Make a rich custard and precook the filling ingredients
For the custard, I use only cream and fresh eggs. Some cooks try to lighten the mix by using milk or even (horrors) low-fat milk, but this is a mistake. The whole point of a tart or quiche is the rich, binding nature of the custard. Skimp on the custard and you’ll get a watery, sad-looking tart.
I generally blend the cream and eggs by hand with a whisk. Once they’re well combined, I add a pinch of salt, a few grinds of pepper, and any other herbs or spices (a pinch of nutmeg or cayenne is a good addition).

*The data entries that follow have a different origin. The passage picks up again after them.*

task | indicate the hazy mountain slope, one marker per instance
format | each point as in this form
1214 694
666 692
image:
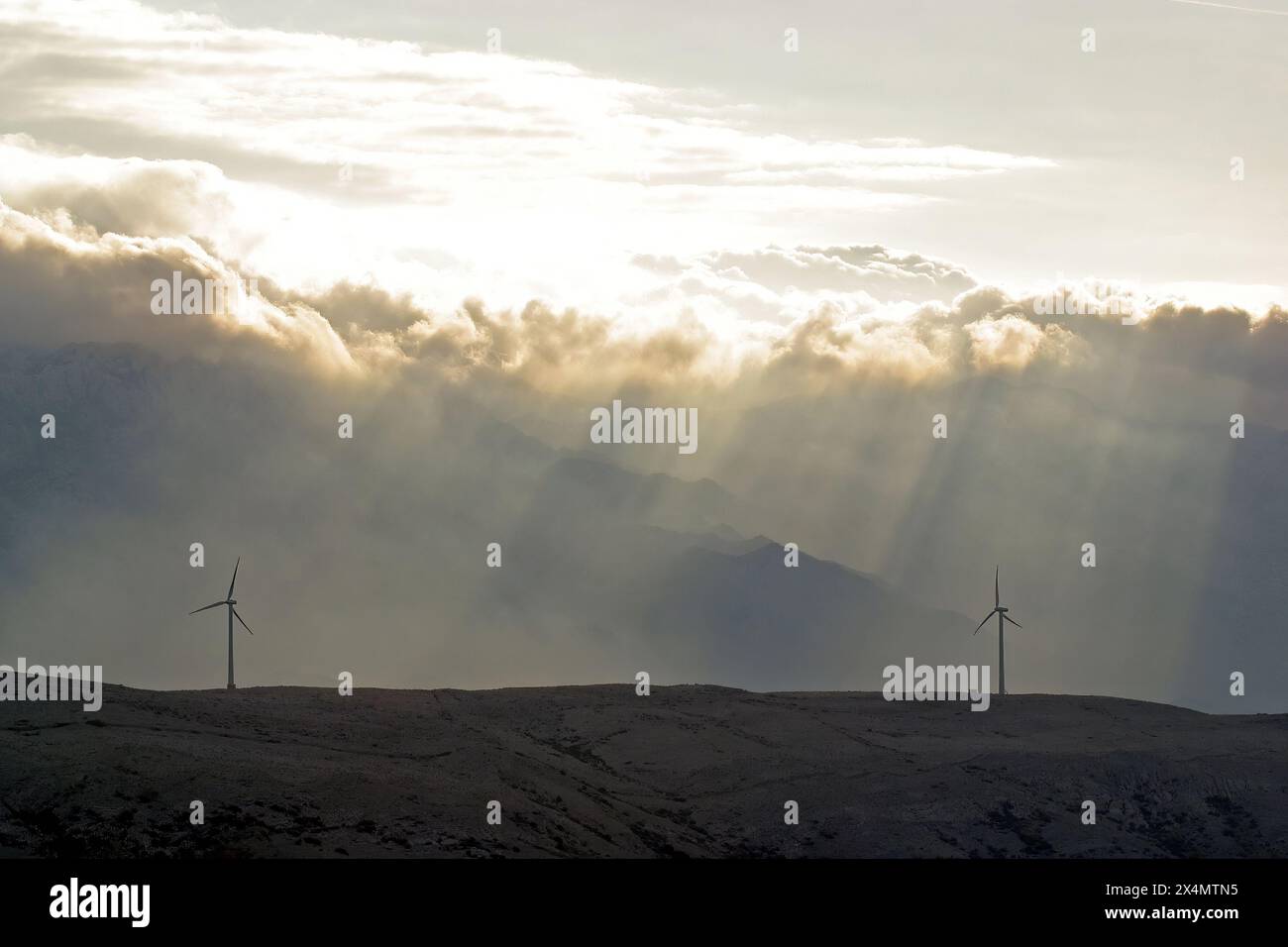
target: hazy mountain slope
597 771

You can make the custard hours ahead, as long as you cover and refrigerate it, but don’t hold it for long once the filling ingredients are added to it.
Cheese is a natural marriage with custard, and here you can be creative. Goat cheese, blue cheese (especially the mild Gorgonzola dolce), and Stilton are wonderful with custards, as are Gruyère and Comté. I also like to use fresh herbs like parsley, thyme, sage, chervil, and sometimes a bit of rosemary. Keep in mind that milder herbs, like parsley, chervil, and dill—lose some of their oomph when cooked, so use generous amounts.
The most successful quiches or tarts are made with members of the allium family: onions, leeks, chives, or scallions. I find it’s best to precook these, and most other filling ingredients, so that they don’t leak moisture into the tart. Sauté leeks, shallots, and onions in butter and then cool and drain them well. Be sure to cook meats like sausage and bacon and drain them of all fat.
Once all the filling ingredients are prepared, carefully ladle the custard and filling into the shell. Be careful not to overfill, as the custard will puff, and if the custard seeps over the sides, you’ll have a heck of a time getting the tart unmolded.